The opening band, Honey Child, was a case in point. In a way, Honey Child best represented what we generally think of as the H.O.R.D.E. aesthetic. The sextet played pleasantly funky rock--not Bootsy Collins funky, more like the kind of laid-back groovesmanship that Steve Miller handed down to the Spin Doctors. The band had the requisite percussionist, and it showed an inclination to jam, albeit with taste and restraint. The band's musicianship was impeccable as always, and Heather Higgs showcased her powerful vocal instrument, but the band's songs remain too run-of-the-mill to register, and the grooves aren't captivating enough to pick up the slack.
Jamie's Brother was the odd band out at the contest. This quintet is the Alice in Chains of the local scene, forever straddling the fence between alt-rock and metal. In fact, when lead singer Jeff Harmon leaned into a harmony with guitarists Chris Wright or Chris Nelson, the results were positively Staleyesque. The band started slowly, and its material was hit-and-miss, but it closed the set with strong versions of two of its best songs, "Down" and "21."
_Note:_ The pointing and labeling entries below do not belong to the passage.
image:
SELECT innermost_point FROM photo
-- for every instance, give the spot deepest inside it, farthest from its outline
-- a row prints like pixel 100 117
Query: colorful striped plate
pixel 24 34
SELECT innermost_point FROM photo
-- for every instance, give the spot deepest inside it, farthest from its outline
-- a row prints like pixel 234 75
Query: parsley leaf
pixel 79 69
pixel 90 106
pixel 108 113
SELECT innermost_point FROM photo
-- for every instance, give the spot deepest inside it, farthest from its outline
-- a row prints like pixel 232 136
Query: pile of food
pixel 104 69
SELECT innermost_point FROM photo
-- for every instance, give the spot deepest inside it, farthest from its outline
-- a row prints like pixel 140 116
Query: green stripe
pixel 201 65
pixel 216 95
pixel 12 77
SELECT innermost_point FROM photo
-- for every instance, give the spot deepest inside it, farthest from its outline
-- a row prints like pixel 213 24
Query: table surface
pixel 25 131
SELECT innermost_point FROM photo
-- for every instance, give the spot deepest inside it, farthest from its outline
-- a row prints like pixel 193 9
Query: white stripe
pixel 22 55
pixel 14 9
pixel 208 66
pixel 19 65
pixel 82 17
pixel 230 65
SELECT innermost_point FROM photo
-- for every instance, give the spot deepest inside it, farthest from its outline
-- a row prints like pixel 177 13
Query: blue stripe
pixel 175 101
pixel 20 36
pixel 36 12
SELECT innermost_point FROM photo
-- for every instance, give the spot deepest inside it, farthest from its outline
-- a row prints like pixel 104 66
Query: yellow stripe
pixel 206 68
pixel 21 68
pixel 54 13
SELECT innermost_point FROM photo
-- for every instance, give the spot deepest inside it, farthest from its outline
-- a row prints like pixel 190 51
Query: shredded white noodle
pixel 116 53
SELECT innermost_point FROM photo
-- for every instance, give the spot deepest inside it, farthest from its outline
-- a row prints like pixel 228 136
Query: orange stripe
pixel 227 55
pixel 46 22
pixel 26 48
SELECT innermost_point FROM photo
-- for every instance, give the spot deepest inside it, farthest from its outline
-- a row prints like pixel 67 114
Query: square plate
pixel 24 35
Sledville falls into the same stylistic chasm as Jamie's Brother, but it was much harder to stomach. Though the band's twin-guitar attack was precise and powerful, the songs were loaded with calculation and short of any audible inspiration. The performance might have been passably bland but for singer Mark Norman, whose frenzied left-arm swinging and spastic facial contortions looked like a bad imitation of John Belushi doing Joe Cocker.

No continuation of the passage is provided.